5.2: The Theory of Plate Tectonics Flashcards
What is the core?
Made up of dense ricks containing iron and nickel alloys. Divided into inner and outer core.
What’s the difference between the inner and outer core?
The inner core is solid. The outer core is molten and has a temperature of over 5000*C.
How is the heat in the outer core produced?
Due to primordial heat (left over from the Earth’s formation).
And radiogenic heat (produced from radioactive decay of isotopes).
What is the mantle?
Made up of molten and semi-molten rocks containing lighter elements eg oxygen.
How is the crust lighter than the mantle?
Because of the elements that are present eg potassium.
How thick is the crust beneath oceans?
6-10km.
How thick is the crust beneath continents?
30-40km.
How thick is the crust beneath mountain ranges?
70km
What is the aesthenosphere?
Lies beneath the lithosphere. Is semi-molten on which the plates float and move.
What is the lithosphere?
Consists of the crust and the rigid upper section of the mantle. Around 80-90km thick. This is divided into 7 v large plates and a number of smaller ones.

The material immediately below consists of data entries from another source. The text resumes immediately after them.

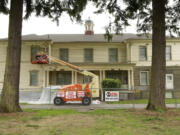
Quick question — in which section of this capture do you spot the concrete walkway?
[21,103,180,110]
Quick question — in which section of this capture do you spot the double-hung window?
[109,48,118,62]
[30,71,38,86]
[59,48,69,62]
[166,46,171,60]
[140,71,148,85]
[139,46,147,61]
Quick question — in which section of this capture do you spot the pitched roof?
[0,33,152,42]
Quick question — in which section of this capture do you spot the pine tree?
[0,0,87,112]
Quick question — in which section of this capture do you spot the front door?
[166,74,174,89]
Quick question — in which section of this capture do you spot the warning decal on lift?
[77,91,85,97]
[66,91,76,99]
[58,91,64,97]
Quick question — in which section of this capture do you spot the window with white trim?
[166,46,171,60]
[140,71,148,85]
[30,71,38,86]
[109,48,118,62]
[139,46,147,61]
[60,48,69,62]
[84,48,93,62]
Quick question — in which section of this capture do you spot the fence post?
[132,89,136,109]
[49,85,51,104]
[173,90,177,108]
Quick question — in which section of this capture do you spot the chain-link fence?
[0,86,180,108]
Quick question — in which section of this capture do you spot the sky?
[0,3,136,38]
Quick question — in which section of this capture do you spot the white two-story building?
[0,20,180,98]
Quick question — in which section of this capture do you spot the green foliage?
[0,0,9,14]
[102,78,121,90]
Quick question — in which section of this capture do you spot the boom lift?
[33,55,99,105]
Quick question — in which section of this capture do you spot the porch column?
[99,70,103,88]
[46,70,49,86]
[74,71,77,83]
[48,43,52,63]
[42,70,46,88]
[131,70,134,89]
[128,70,131,90]
[102,70,106,80]
[126,43,130,62]
[71,70,74,84]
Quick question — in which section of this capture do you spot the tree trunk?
[147,0,166,110]
[0,0,23,112]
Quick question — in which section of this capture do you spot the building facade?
[0,21,180,97]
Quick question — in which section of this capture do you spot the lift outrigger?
[33,55,99,105]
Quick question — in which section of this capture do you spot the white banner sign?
[105,91,119,101]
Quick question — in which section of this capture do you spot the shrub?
[102,78,121,90]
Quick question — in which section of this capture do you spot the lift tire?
[82,97,91,105]
[54,97,64,105]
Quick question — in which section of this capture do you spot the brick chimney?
[85,18,94,35]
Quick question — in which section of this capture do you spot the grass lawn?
[106,99,180,104]
[0,109,180,135]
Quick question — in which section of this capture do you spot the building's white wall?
[130,42,180,66]
[52,43,126,63]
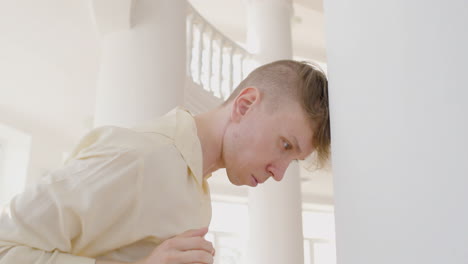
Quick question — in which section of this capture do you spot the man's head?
[222,60,330,186]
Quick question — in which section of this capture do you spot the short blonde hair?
[223,60,331,167]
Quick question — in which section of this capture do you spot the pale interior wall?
[0,0,99,185]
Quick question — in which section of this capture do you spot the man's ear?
[231,87,260,122]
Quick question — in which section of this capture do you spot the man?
[0,60,330,264]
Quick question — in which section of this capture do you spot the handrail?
[187,3,253,100]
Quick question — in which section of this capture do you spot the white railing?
[187,4,254,100]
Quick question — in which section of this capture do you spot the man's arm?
[96,227,215,264]
[0,128,139,264]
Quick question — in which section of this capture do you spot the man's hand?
[136,227,214,264]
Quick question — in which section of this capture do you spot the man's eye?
[283,141,292,150]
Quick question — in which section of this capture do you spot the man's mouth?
[250,174,258,187]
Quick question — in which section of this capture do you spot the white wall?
[325,0,468,264]
[0,0,99,185]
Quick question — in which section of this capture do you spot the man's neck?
[195,108,229,176]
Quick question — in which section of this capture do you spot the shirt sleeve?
[0,127,143,264]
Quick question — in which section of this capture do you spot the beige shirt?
[0,108,211,264]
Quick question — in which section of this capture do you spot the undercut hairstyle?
[223,60,331,167]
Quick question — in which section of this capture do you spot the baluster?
[228,46,235,96]
[208,29,214,92]
[198,21,206,87]
[218,38,224,98]
[187,13,194,77]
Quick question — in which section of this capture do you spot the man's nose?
[268,161,289,181]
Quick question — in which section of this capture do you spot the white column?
[325,0,468,264]
[93,0,186,127]
[243,0,304,264]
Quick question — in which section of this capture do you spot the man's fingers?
[179,250,214,264]
[171,237,214,254]
[178,227,208,237]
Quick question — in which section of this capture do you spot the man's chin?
[228,174,243,186]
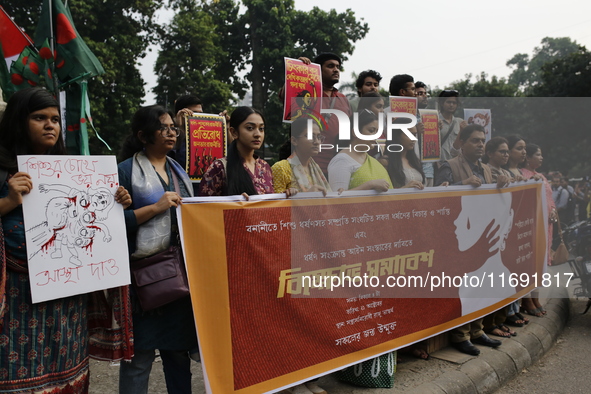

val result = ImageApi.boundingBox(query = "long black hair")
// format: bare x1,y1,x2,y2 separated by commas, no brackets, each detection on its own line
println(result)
0,88,66,173
503,134,527,170
481,137,509,164
119,105,174,161
279,116,322,160
386,129,425,187
222,107,265,196
520,142,542,167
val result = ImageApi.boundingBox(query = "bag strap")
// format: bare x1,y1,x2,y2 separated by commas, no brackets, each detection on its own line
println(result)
556,213,564,243
441,118,456,145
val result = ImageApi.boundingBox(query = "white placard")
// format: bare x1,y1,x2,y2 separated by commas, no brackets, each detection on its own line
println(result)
18,155,130,303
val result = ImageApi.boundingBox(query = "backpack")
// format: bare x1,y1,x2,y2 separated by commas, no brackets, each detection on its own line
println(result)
560,186,577,222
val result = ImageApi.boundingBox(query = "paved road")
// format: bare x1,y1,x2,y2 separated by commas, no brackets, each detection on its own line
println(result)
496,300,591,394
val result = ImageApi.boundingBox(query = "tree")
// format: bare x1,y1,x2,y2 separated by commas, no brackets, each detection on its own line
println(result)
531,47,591,175
2,0,163,154
243,0,369,156
533,46,591,97
153,1,238,113
154,0,369,159
506,37,580,93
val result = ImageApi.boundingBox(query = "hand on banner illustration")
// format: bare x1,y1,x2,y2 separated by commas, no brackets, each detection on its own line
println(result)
8,172,33,206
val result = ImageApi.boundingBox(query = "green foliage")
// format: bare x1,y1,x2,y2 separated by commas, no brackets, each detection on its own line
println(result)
533,47,591,97
507,37,580,93
154,0,369,162
153,2,238,112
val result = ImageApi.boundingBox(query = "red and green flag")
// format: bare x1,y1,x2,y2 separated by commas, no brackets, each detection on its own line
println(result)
0,6,33,98
35,0,105,82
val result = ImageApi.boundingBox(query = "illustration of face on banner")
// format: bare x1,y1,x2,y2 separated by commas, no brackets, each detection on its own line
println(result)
18,155,130,303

What did Alfred Wegener propose?
That a supercontinent existed about 300m years ago (Pangea), which later split into Gondwanaland and Laurasia. Today’s continents were formed from further splitting of these land masses.

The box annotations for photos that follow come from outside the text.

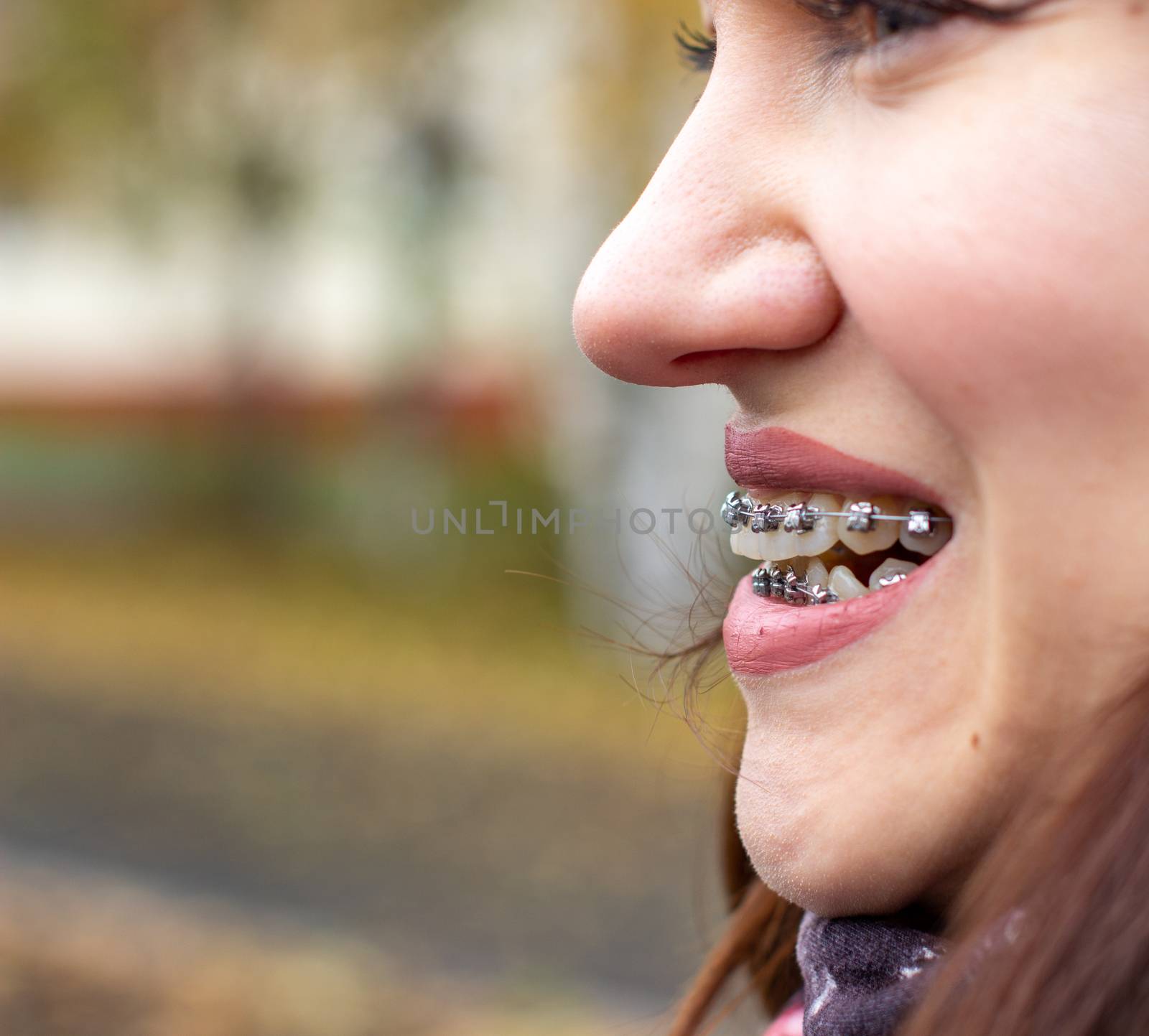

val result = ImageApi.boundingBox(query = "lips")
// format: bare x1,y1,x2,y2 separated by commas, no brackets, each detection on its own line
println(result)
722,426,944,676
726,425,938,500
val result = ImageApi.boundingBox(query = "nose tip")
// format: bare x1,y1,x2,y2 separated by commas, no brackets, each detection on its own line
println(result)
573,129,842,386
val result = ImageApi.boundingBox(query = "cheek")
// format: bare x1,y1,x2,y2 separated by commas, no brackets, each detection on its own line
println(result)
820,91,1149,464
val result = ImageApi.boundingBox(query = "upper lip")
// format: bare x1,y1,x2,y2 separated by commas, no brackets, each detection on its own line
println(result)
726,424,938,501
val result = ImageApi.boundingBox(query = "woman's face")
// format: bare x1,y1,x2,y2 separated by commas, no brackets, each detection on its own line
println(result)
574,0,1149,914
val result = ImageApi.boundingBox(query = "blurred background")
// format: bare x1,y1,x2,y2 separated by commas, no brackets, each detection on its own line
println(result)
0,0,753,1036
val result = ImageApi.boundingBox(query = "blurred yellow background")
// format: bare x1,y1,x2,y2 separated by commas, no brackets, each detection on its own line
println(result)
0,0,749,1036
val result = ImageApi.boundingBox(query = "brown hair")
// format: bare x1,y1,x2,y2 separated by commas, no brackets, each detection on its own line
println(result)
670,666,1149,1036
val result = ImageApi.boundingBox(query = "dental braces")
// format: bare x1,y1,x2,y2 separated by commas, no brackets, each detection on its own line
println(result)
750,561,906,607
722,490,954,536
722,490,954,607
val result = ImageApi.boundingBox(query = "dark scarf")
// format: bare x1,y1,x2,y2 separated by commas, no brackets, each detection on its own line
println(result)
797,913,946,1036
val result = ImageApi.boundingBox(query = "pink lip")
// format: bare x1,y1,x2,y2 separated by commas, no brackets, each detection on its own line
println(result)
722,425,940,676
722,572,923,676
726,425,941,503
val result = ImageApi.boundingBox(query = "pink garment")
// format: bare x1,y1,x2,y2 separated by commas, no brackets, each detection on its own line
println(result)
763,1000,802,1036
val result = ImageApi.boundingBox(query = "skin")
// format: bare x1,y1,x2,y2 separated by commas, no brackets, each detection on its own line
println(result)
574,0,1149,915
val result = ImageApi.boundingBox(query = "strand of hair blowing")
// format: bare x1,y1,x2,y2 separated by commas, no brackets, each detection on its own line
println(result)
903,686,1149,1036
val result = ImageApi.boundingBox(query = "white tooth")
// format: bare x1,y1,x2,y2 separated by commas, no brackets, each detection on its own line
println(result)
730,527,762,561
757,493,842,561
837,496,906,554
898,500,954,557
829,565,870,601
806,557,829,587
870,557,921,590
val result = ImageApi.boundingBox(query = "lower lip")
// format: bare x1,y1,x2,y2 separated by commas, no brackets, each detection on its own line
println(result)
722,565,933,676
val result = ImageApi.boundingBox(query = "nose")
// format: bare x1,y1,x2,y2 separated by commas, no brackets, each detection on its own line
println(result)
573,80,842,386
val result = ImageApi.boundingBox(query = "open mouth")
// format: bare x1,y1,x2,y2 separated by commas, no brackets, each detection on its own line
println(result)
722,490,954,607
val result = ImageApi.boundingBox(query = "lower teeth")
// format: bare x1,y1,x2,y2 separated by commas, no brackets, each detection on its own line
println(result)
750,561,917,607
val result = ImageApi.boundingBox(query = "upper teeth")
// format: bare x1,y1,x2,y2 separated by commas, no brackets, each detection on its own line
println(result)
722,490,952,561
722,490,952,604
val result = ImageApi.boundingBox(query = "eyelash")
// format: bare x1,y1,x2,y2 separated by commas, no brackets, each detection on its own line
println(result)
674,0,1042,73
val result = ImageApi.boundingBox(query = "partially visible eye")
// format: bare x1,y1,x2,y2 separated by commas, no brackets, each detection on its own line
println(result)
674,23,718,73
863,2,946,44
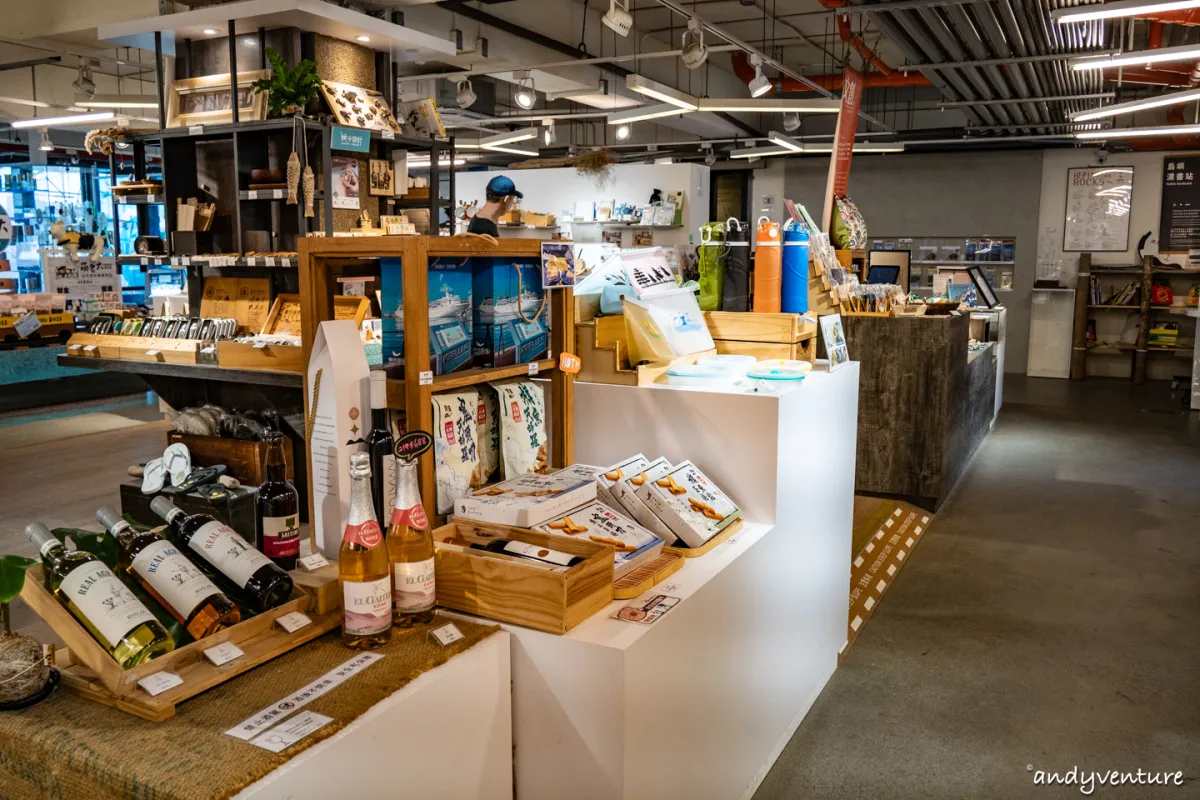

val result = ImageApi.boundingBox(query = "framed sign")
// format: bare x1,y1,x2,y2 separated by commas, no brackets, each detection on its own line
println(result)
1062,167,1133,253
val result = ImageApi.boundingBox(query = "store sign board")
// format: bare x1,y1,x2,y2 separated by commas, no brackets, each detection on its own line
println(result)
331,125,371,152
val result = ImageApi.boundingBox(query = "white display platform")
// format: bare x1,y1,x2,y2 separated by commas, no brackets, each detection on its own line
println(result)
472,362,858,800
235,631,512,800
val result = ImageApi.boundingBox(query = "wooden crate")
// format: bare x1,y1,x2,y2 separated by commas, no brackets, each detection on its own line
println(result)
20,565,342,722
433,517,613,633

What is the geological evidence of Wegener’s theory?
- fit of South America and west Africa.
- rock sequences in northern Scotland closely matching those found in eastern Canada, indicating that they were laid down under the same conditions in one location.
- evidence of a late Carboniferous glaciation, deposits from which are found in Antarctica, America and India.
What is the biological evidence for Wegener’s theory?
- fossil remains of the reptile: mesosaurus found in both South America and Southern Africa. It’s unlikely that the same reptile could have developed in both areas or could have migrated across the Atlantic.
- the fossilised remains of a plant which existed when coals was being formed have been located only in India and Antarctica.
What did Harry Hess find in 1962?
The youngest rocks were in the middle of the floor of the Atlantic Ocean, and oldest near the USA and Caribbean.
This provides evidence for seafloor spreading (the Atlantic sea floor was spreading outwards from the centre).
What conforms Hess’ idea of sea floor spreading?
Paleomagnetism.
Whereby every 400,000 years, the Earth’s magnetic field switches polarity, causing the magnetic north and south poles to swap.
Sea floor spreading is shown from mirror imaged patterns of switches of magnetic north and south.